Assisti o filme ontem e concordo nos pontos que tangem a dificuldade em adaptar uma novela para cinema, e a falta de desenvolvimento entre moisés e ramsés. Entretanto, acredito que tenha sido meio infeliz ao criticar a atuação do guilherme winter e da camila rodrigues. Vejo que elogiou apenas o ex pantanal, paulo gorgulho, figurão da globo no passado. Camila rodrigues teve uma atuação ótima e aqueles gritos foram convincentes. E sobre o figurino, o que tem a ver ele se parecer com as roupas de carnaval?
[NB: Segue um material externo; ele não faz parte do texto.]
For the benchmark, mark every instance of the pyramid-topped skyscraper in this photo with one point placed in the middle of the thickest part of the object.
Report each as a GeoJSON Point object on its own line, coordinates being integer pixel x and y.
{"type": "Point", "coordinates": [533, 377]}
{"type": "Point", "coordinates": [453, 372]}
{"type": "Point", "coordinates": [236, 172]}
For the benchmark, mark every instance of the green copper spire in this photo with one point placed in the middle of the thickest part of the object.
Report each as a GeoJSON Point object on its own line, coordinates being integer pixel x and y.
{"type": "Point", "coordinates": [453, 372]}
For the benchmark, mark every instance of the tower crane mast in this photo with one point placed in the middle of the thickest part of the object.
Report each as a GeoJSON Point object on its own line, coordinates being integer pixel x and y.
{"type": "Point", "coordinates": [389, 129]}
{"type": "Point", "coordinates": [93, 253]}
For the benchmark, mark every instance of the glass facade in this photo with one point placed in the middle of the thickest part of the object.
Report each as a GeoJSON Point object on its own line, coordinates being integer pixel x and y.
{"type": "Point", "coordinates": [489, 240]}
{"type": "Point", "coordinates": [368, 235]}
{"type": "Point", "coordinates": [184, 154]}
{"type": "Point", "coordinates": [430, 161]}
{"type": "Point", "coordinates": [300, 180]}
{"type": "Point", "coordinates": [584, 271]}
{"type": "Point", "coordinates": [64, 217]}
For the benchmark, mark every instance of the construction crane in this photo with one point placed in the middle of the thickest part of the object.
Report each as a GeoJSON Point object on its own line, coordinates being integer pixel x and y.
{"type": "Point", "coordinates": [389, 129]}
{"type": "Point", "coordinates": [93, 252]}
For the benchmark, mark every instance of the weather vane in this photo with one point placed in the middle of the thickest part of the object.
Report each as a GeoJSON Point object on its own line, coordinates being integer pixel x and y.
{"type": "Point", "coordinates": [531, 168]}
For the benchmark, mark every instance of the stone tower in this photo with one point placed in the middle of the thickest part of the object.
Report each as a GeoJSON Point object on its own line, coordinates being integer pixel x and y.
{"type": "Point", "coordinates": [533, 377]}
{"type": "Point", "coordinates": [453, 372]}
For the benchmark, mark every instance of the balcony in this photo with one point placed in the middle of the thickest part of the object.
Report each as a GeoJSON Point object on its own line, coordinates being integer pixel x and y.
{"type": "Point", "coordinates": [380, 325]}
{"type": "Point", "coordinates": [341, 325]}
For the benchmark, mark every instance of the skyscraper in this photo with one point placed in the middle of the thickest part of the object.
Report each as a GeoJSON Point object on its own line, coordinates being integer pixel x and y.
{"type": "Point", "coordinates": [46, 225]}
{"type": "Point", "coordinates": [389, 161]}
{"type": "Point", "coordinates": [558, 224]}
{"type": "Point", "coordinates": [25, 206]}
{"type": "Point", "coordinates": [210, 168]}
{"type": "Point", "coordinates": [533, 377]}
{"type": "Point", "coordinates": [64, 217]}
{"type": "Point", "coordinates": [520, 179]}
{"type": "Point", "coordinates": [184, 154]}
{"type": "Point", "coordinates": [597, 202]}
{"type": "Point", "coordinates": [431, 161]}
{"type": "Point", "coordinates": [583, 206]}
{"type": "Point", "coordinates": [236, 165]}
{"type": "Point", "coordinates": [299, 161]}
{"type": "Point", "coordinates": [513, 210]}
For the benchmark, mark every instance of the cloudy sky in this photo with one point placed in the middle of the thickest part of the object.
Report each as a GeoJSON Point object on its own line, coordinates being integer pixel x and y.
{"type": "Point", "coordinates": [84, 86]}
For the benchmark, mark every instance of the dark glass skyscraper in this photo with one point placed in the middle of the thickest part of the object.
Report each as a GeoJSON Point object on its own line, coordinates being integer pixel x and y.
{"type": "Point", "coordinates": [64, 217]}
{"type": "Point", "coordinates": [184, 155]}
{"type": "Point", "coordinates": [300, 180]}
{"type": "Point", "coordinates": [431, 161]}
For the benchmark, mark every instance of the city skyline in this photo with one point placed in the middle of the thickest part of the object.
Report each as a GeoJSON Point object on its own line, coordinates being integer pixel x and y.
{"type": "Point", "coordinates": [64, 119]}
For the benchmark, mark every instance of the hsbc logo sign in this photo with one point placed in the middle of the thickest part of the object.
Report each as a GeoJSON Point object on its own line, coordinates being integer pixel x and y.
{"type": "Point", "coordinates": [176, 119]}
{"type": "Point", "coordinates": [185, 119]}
Esperava um embasamento mais profundo sobre isso, explicando porque os figurinos não foram convincentes. Mas isso é claro, tem que haver respaldo arqueológico, como os próprios desenhos deixados no egito(que lembram o da mel lisboa). Não entendo pq guilherme winter pecou na interpretação ao descobrir que moisés não era egípcio. Me diz, que cara se faz nessas situações? Pelo que eu saiba, moisés era, segundo a bíblia, o varão mais “manso da terra”. Guilherme winter não passa um ar de paciência bem melhor que Charlton Heston em 1956?
Bem, pelo menos gostou dos efeitos, há quem critique os estúdios de hollywood.
Assisti ao filme ontem também e gostei das interpretações dos atores. Na novela me chamaram a atenção o Sergio Marone e a Camila Rodrigues, mas no filme o Guilherme Winter mostrou toda sua capacidade (ganhou um prêmio por isso) devido ao roteiro ter colocado seu personagem em evidência. É claro que a Record tomou a decisão muito rápido, e quis fazer em um espaço curto de tempo e vemos essa pressa traduzida em imperfeição cinematográfica e não vai ganhar nenhum Oscar. Mas Os 10 Mandamentos fez evoluir a indústria cinematográfica do Brasil com seus efeitos especiais, figurinos, interpretações, etc. Vale a pena ver!
As versões finais ainda continuam sendo estas : a feita por Cecil B. DeMille (1956) e a animação musical (pasmém, não uma obra original da Disney), “The Prince of Egypt”.
As versões finais ainda continuam sendo estas : a feita por Cecil B. DeMille (1956) e a animação musical (pasmem, não é uma obra original da Disney), “The Prince of Egypt”.